Latitude: 27° 57’ 45” N, Longitude: 86° 56’ 03” E
Mt. Lhotse is connected to Everest via the South Col and is the fourth highest mountain in the world. The main summit is 8,516 m while Lhotse Middle (East) is 8,414 metres and Lhotse Shar is 8,383 metres. Very often, climbers making an attempt on Everest, go up the Lhotse to acclimatize. In fact, the usual route leading to Everest starts up the northwest face of Lhotse and then cuts across to the more famous mountain. An early attempt on Lhotse was made by the 1955 International Himalayan Expedition. It was led by Norman Dyhrenfurth and also included two Austrians, Erwin Schneider and Ernst Senn as well as two Swiss climbers, Bruno Spirig and Arthur Spöhel. It was also the first expedition in the Everest area to include Americans: Fred Beckey, George Bell, and Richard McGowan.

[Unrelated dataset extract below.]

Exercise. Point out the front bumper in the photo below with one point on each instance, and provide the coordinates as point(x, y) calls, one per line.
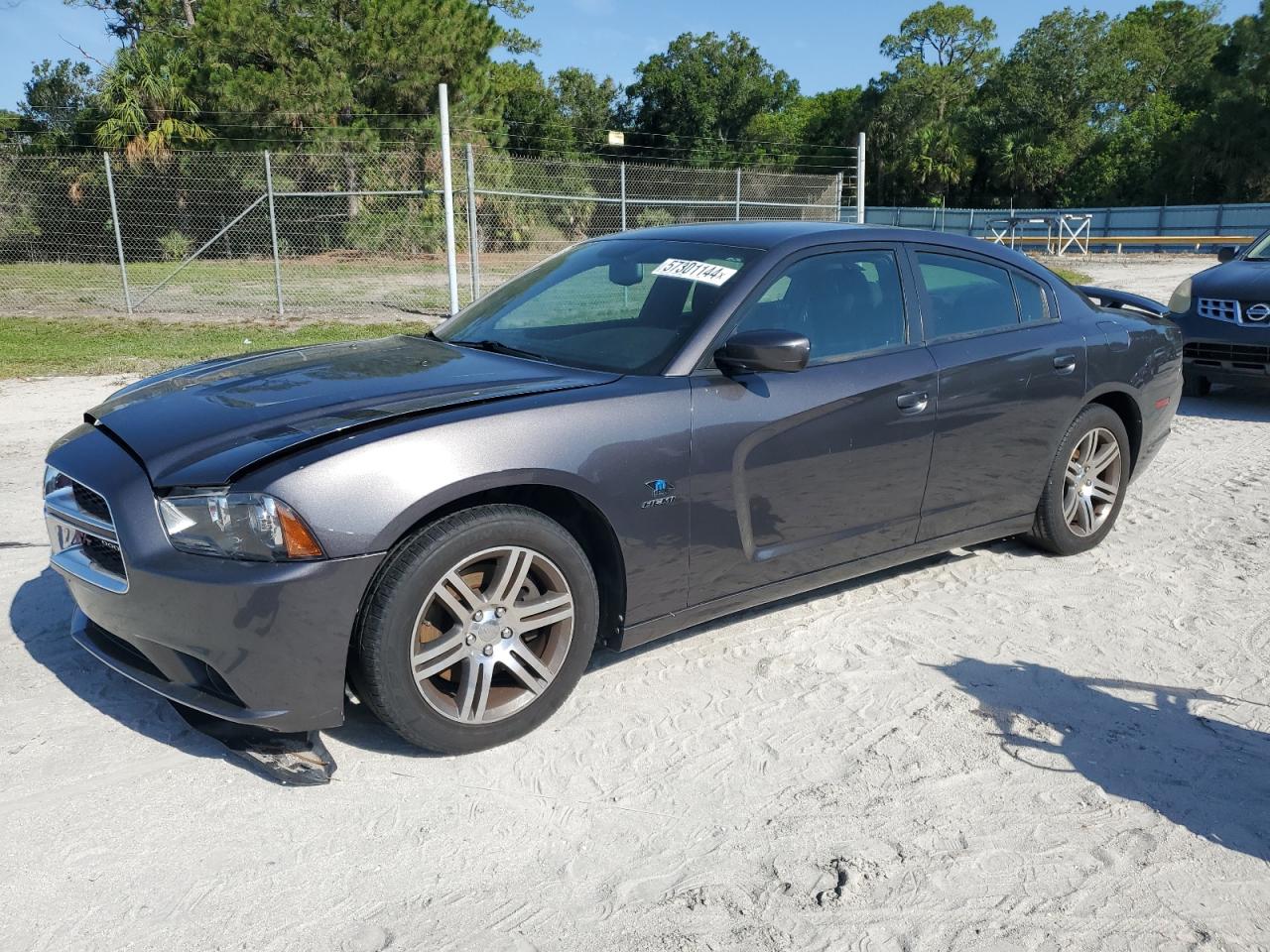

They climbed up the West Cwm and the northwest face of Lhotse reaching an altitude of 8,100 metres. They were beaten back by unexpectedly strong wind and cold temperatures. Working under cartographer Schneider’s direction, they completed the first map of the Everest area. They also made several short films on local cultural topics. Besides trying to summit Lhotse, the expedition also made a number of first ascents of smaller peaks in the Khumbu region. On this mountain, it was the Swiss who were victorious. Victorious-- because in the 1950s, there was much competition between nations to summit a virgin peak before the others. On 18th May 1956, a Swiss team of Ernst Reiss and Fritz Luchsinger from the Swiss Mount Everest/Lhotse Expedition reached the summit becoming the first climbers to do so. Lhotse Shar was summitted on 12th May by Zepp Maier and Rolf Walter of Austria. It was some time before Lhotse Middle was climbed, and for many years remained the highest unclimbed, named point on Earth. It was only on 23rd May 2001, that members of a Russian expedition made it to the top of this peak. The victorious team members were Eugeny Vinogradsky, Sergei Timofeev, Alexei Bolotov and Petr Kuznetsov. The first winter ascent on Lhotse was made by a Polish climber named Krzysztof Wielicki on 31st December 1988 and the first Nepali to climb it was Urkien Tshering Sherpa on 8th May 1977.